The major epitope of extracellular recognised TG2 has been identified as overlapping the fibronectin binding site and N-terminal region.The antibody raised against this site preserves the oxidation of TG2 within the ECM and increases its activation by Ca2+ which may have implications in the pathology generated by TG2 autoantibodies in celiac disease.

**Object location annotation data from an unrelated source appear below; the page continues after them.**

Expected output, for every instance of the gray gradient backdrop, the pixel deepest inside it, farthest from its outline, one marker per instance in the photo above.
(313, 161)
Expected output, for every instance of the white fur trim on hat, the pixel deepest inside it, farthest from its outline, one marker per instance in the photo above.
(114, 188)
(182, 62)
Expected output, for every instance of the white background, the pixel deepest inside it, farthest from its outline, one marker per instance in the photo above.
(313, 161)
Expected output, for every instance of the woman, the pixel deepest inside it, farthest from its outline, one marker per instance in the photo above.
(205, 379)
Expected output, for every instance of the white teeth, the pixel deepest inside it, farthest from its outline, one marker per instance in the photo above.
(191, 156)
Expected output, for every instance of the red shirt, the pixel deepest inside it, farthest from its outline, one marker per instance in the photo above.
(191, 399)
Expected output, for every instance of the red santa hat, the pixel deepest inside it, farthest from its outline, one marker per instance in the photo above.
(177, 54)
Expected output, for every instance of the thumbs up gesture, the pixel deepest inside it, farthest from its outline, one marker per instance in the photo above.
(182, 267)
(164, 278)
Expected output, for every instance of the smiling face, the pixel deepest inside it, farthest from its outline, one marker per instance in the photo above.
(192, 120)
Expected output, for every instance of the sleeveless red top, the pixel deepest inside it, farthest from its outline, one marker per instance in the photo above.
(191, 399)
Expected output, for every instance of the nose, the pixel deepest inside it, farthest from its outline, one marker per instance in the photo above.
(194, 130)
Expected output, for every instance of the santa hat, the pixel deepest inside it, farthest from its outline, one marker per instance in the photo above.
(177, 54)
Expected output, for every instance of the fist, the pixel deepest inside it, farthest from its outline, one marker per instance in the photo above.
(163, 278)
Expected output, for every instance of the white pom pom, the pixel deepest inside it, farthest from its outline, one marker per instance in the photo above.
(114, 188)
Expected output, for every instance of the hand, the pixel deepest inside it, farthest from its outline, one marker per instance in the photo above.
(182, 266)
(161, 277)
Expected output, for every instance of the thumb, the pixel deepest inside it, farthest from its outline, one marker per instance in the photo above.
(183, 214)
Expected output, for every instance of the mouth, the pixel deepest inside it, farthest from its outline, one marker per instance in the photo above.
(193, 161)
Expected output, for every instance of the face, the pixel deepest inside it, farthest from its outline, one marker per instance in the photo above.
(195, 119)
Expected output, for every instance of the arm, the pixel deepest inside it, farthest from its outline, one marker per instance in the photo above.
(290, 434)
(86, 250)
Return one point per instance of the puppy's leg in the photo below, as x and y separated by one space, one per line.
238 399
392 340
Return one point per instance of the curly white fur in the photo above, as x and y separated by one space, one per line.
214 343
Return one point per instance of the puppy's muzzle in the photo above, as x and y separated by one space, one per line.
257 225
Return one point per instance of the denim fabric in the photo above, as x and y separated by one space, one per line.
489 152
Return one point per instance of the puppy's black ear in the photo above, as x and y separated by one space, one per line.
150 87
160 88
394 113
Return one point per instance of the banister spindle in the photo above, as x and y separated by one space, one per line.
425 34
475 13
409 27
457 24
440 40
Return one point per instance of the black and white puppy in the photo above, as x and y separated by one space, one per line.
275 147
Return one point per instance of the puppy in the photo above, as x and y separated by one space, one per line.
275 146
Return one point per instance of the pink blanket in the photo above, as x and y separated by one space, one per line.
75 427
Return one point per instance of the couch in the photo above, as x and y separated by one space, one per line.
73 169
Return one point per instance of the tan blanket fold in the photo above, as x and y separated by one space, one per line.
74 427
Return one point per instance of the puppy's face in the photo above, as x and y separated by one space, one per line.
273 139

The clinical symptoms of EAE (experimental autoimmune encephalomyelitis).in animal models for multiple sclerosis were reduced in TG2 knock-out mice supporting the hypothesis that TG2 plays a role in the pathogenesis of EAE. The contribution of TG2 to human monocyte migration has been established using specific TG2 inhibitors and TG2 silencing and it has been shown that the major inflammatory mediator Il-4 regulates TG2 expression and activity in these cells. Moreover, TG2 has been shown to be important in driving macrophages into an M2a differentiation status during the progression of EAE.
Research Impact
The project has focused on the skill exchange and transfer and use of knowledge between the academic ,health and industrial sectors and also between disciplines to achieve the desired capabilities and working practices within the partnership. This has been achieved via Knowledge and Technology transfer and exchange between Academics and Industry partners via short visits and secondments, through interdisciplinary scientific research and high quality training programmes in generic and transferable skills and in state of the art techniques. The latter of which was taught by a combination of both academic and industrial partners. The project also proposes to provide a pool of highly knowledgeable researchers with PhD qualifications trained in generic and transferable skills relevant to the European Biotechnology sector. These will include: business skills, and state of the art science such as molecular modelling and drug development, systems biology, clinical trials, animal models, and diagnostic development.